Is Covid-19 also having an impact on our small daily habits, not just because of the restrictions imposed by law but due to the various ways each one of us practices a sense of responsibility? We are at a crossroads and we can see the degree of uncertainty in our relationships with others, especially now that technology has taken on the role of mediator.
It is clear that we need to cherish hope. It’s as if we had to build a bridge between the here and now and the future that isn’t here yet.
It could all go one way or the other. Just think about video surveillance, control over the population, but also forms of self-regulation or checking-in (Apps that send an alert when someone leaves their home). Evidently, we need to ask ourselves – where are we heading? There is no certain answer to this question. Anything can happen, this could herald in a surveillance state as has already happened in some countries. If the common good prevails over the responsible freedom of the individual, in conjunction with technology and with a complete delegation to that technology, then this opens up a new way forward, as an alternative to rebuilding trust.
We will conquer fear and distrust if we understand that the risks we are facing involve us all and they can only be overcome by strengthening the way we collaborate
What kind of way forward? The safety provided by control systems is the way that opens up before us – a regime where the proposal is clear: let’s keep everything under control, we remove the danger, we avoid the risk. And we free ourselves of anxiety and fear. Of course, this way forward is deceptive.
You spoke about uncertainty. Is this also true for technology? In recent days, we have seen how the digital infrastructure has saved us to some degree: it has allowed us to meet each other, to develop and maintain work and social activities. Our digital infrastructures will undoubtedly help us to imagine a post-virus society – a society that will look very different to the one we live in today.
The landscape ahead of us will be long-lasting. We will have to learn to live with risk and even with the memory of risk. It will take time. We will learn to live differently – we don’t yet know how but we know that’s how it will be. That’s how it will be at work – where we have begun to appreciate the benefits of smart working. That’s how it will be in our family relationships which we have ‘rediscovered’ during this challenging period of confinement. That’s how it will be in businesses as they see their individual responsibility defined ever more in factual rather than rhetorical terms. But all this has no meaning unless we start to imagine how the digital can really be a social infrastructure.

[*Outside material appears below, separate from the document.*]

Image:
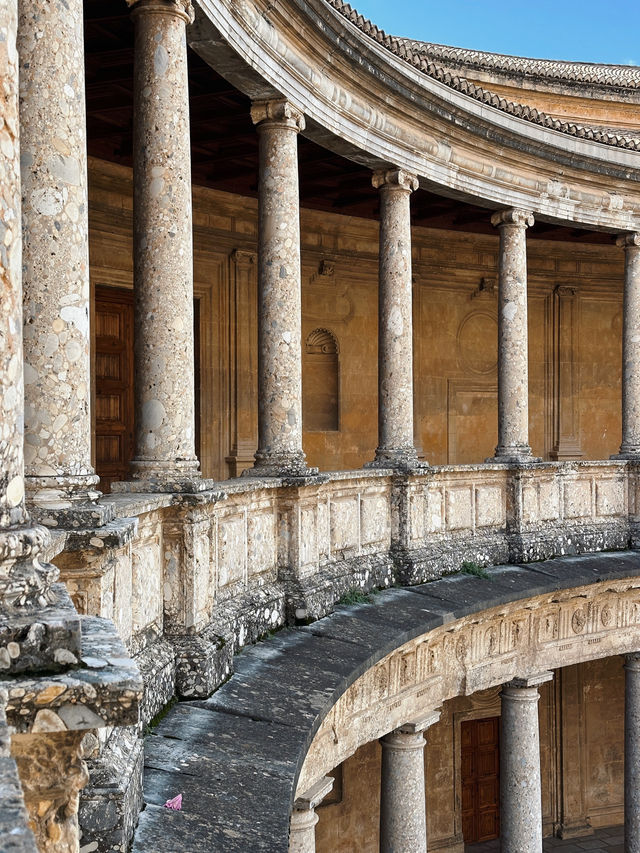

Is this the result of technology? No, it’s the result of social thinking. Thinking that reorganizes itself as it redefines the hierarchy of means and end. We have to operate during this period of profound uncertainty, as we sway between a surveillance society and a society that reorganizes itself into a network with intelligence and a sense of community. The match will be won or lost on this cliff edge. At such a historic moment, it is clear that we need to cherish hope. It’s as if we had to build a bridge between the here and now and the future that isn’t here yet. But that bridge can only rest on the shoulders of those who have hope.